Overhead and offshore as mid- to north-Atlantic prepares for developing tropical storm

Old-fashioned names. Well-fashioned conditions. As Hurricane Gert spun away from the New England seaboard a few weeks ago, it supplied the northern East Coast with solid swell, creating sandbars that some compared to those of Hurricane Irene in 2011. A new pulse of low-period swell appeared through the Outer Banks and into Long Island late this week, and while surfers enjoyed breathless winds and plus-sized sets up the coast, the best is likely still to come in the form of Hurricane Irma, which just jumped to a Category-3 designation as her path toward the Caribbean next week (though the models are early) might hint at a coming heyday for the East.

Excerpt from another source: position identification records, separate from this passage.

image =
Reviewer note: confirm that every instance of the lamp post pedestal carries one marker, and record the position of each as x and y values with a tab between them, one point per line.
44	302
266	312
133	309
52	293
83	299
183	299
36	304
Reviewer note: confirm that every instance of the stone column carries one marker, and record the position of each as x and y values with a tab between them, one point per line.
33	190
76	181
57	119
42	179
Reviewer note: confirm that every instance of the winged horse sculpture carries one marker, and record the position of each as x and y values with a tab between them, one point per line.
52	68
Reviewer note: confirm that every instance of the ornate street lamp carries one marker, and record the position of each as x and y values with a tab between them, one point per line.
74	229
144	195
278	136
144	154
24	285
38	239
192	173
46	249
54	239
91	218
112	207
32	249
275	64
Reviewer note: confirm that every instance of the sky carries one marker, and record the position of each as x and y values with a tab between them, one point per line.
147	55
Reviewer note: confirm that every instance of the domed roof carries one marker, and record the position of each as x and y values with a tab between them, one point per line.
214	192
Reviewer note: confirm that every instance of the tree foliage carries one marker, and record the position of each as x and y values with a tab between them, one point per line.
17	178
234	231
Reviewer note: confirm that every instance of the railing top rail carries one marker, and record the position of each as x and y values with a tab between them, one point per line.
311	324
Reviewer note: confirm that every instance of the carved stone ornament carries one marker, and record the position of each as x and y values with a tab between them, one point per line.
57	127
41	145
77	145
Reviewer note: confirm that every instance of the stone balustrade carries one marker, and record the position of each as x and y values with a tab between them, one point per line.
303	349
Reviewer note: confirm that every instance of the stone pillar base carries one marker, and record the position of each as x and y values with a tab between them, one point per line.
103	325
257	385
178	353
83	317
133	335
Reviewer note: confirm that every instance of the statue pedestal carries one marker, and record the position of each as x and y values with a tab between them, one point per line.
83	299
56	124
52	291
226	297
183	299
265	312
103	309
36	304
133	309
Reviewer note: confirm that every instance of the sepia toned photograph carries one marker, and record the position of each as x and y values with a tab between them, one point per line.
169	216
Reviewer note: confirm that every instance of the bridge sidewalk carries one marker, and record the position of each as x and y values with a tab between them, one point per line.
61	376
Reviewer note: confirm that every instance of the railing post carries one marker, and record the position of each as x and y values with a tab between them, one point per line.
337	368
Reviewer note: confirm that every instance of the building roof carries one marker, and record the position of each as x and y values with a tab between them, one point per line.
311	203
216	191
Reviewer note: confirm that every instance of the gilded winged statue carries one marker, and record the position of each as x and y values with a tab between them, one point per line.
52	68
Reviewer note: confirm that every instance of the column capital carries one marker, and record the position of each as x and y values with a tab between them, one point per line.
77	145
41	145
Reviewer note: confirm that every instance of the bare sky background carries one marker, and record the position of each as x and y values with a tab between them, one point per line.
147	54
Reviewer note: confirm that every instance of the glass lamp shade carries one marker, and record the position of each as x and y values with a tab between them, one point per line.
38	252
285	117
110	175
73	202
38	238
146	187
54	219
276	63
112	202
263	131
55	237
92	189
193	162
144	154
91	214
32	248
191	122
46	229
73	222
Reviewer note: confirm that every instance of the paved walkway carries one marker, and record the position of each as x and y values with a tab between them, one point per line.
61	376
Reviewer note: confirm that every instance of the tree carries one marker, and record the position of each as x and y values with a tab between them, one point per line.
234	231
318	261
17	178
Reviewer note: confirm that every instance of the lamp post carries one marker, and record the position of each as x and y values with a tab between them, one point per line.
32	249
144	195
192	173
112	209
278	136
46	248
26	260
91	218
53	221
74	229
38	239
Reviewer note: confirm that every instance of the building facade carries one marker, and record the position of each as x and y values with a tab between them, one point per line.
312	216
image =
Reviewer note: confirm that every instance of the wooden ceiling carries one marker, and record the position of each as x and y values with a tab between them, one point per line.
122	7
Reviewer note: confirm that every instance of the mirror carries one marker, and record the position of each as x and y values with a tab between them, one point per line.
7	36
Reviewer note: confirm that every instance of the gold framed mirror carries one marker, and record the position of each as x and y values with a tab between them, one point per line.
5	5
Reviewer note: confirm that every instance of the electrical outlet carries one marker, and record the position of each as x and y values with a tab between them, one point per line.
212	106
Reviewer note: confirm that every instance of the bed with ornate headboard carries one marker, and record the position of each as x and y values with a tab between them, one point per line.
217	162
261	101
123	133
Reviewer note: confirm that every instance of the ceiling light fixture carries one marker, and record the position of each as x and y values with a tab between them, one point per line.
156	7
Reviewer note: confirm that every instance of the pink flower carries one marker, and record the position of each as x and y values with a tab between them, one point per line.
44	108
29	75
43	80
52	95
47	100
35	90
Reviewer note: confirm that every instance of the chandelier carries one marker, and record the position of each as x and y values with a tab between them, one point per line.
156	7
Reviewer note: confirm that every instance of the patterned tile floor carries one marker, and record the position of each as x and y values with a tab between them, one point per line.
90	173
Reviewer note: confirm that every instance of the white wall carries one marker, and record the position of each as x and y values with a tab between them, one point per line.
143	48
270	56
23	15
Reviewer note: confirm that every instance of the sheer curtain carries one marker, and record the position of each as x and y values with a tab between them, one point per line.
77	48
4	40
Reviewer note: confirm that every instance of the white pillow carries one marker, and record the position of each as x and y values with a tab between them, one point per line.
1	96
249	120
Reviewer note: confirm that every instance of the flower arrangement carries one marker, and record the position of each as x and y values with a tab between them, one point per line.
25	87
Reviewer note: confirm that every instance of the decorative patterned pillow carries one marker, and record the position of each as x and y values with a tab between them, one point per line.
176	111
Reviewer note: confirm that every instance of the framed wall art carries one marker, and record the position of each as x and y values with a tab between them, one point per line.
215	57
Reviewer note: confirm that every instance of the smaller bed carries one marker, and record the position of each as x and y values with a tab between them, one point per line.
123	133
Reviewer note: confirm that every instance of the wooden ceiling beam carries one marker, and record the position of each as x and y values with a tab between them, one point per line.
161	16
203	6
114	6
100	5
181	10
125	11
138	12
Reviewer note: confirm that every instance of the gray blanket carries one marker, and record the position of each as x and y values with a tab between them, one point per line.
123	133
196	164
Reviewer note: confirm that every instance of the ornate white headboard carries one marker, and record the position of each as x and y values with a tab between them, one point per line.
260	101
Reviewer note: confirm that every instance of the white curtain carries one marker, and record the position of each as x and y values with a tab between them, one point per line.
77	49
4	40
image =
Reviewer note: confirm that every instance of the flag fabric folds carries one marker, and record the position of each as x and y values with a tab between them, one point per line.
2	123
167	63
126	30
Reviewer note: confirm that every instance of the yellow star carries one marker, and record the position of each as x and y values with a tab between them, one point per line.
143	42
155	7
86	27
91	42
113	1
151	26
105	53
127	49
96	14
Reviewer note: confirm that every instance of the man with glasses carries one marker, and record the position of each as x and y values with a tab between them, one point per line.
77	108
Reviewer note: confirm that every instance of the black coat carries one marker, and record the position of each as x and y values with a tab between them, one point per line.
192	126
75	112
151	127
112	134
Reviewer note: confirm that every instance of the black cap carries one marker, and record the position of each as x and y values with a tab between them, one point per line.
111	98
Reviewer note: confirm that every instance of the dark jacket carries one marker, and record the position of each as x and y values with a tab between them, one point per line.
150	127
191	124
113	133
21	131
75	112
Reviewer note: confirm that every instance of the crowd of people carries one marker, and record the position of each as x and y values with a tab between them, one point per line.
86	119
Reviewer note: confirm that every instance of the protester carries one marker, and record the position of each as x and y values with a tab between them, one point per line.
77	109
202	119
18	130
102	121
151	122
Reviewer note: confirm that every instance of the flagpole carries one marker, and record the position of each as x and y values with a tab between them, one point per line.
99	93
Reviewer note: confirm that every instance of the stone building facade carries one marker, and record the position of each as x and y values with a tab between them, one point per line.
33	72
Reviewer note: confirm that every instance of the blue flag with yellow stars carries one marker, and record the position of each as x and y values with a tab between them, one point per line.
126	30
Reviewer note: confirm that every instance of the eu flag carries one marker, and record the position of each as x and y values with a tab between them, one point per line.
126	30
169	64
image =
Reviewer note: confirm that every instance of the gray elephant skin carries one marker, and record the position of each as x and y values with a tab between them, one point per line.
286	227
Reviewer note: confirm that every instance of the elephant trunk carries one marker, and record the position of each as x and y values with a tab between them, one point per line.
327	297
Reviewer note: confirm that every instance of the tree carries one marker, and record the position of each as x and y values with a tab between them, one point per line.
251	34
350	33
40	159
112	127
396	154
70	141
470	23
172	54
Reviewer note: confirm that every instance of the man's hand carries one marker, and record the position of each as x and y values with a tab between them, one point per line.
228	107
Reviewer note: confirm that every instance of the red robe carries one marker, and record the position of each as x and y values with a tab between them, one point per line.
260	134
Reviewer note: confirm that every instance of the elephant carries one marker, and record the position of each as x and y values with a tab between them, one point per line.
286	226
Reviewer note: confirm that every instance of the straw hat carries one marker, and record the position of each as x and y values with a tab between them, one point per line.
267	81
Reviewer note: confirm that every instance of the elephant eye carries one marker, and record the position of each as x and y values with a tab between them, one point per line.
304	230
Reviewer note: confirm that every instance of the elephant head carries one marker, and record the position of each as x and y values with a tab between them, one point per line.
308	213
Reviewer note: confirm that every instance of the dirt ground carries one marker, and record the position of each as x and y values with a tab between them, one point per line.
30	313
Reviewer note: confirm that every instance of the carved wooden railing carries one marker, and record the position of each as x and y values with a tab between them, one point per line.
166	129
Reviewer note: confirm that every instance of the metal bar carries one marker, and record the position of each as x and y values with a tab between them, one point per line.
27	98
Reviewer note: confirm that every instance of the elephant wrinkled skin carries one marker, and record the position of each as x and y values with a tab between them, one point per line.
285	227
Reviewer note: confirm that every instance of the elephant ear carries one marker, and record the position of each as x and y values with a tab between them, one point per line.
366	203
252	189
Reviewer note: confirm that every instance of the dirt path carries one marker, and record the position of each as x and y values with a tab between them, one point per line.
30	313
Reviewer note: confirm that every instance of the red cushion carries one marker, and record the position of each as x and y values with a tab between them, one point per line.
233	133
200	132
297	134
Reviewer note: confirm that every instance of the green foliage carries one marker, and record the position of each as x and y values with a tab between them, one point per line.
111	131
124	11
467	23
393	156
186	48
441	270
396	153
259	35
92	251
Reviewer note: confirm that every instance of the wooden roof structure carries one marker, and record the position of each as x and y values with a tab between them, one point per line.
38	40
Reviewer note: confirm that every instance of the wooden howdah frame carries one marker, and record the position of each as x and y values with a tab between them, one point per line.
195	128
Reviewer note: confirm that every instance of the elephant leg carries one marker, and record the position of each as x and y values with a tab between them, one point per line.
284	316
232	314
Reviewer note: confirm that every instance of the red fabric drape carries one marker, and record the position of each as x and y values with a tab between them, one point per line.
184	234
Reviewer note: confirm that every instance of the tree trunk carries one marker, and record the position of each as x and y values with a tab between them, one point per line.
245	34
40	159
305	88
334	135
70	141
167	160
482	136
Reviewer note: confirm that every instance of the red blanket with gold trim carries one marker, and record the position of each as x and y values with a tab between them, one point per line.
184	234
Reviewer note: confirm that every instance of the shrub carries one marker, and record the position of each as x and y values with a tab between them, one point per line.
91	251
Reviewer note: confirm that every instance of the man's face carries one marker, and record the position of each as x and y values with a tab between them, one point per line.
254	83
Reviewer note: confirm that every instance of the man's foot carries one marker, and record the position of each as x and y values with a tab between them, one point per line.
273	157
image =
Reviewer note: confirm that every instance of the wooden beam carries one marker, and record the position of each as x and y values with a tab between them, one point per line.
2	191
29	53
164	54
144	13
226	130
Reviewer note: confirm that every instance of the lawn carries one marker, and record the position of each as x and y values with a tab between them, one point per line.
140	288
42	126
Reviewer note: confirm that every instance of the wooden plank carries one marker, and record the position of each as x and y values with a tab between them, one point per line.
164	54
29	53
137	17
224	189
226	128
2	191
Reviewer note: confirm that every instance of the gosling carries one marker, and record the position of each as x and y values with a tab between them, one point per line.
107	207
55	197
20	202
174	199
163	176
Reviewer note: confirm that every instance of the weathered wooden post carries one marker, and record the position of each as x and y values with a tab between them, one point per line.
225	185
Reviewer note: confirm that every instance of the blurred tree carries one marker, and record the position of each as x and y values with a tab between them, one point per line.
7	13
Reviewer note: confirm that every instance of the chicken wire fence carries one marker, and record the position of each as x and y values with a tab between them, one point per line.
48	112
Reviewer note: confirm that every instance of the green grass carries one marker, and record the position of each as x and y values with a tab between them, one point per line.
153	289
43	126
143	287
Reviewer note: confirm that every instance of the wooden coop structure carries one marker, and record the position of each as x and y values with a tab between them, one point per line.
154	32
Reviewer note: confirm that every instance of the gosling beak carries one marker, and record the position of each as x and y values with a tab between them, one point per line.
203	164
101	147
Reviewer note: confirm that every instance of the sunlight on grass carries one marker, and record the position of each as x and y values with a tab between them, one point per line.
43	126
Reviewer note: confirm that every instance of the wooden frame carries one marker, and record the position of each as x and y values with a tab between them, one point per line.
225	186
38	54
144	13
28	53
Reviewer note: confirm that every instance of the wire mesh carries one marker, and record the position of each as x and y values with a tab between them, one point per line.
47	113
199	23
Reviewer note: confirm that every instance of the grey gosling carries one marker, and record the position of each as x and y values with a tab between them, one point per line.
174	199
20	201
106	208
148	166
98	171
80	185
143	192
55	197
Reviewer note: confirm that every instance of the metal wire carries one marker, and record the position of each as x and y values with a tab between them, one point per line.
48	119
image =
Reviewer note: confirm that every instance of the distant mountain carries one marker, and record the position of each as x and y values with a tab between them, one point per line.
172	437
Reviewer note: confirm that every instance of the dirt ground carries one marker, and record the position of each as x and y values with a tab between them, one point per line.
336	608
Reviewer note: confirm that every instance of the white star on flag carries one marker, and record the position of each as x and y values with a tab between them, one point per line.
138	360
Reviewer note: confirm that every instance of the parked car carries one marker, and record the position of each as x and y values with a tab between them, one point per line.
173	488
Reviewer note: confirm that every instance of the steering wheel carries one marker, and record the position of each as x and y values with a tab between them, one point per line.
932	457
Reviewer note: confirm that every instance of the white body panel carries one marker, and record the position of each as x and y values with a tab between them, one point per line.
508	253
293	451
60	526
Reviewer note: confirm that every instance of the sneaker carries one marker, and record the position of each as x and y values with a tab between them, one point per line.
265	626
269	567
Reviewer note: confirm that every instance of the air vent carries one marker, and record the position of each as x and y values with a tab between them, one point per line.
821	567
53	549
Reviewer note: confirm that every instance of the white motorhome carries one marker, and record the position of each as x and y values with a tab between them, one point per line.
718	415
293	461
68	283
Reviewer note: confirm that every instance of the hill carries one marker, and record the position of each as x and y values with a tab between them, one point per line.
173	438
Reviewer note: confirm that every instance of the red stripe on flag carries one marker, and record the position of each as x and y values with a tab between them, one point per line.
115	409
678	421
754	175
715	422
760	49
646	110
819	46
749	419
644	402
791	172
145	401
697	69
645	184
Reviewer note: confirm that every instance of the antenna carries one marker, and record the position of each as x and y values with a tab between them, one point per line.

“I started at dawn in New York on Wednesday, then timed both the traffic, tides, and winds for our arrival in New England for an afternoon marathon session,” says photographer Shawn Casey. “The whole send was a gamble, leaving solid size at home in New Jersey and a potential cleanup, but sometimes out here, and with the nature of these storms, you have to make the call last minute—like, midnight last-minute. Ended up back in New Jersey on Thursday for absolutely pristine bowls to let loose on.”

“Man, it was really good on Wednesday. It seemed like the angle and the sandbars were made for each other,” adds photographer Seth de Roulet. “I hooked up with Will Skudin, who had his eye on this super slabbing sandbar. The sweep was so bad, it made it nearly impossible to line up. I must have seen 10 waves that reminded me of a mini Skeleton Bay.”

After feasting on fun swell the last two days, local NE fixtures will be hungry for more as they eye the charts for Irma’s arrival.

“Warm water, perfect wind, and well-overhead swell,” says photographer Mike Nelson. “It was one of those East Coast days you dream about.”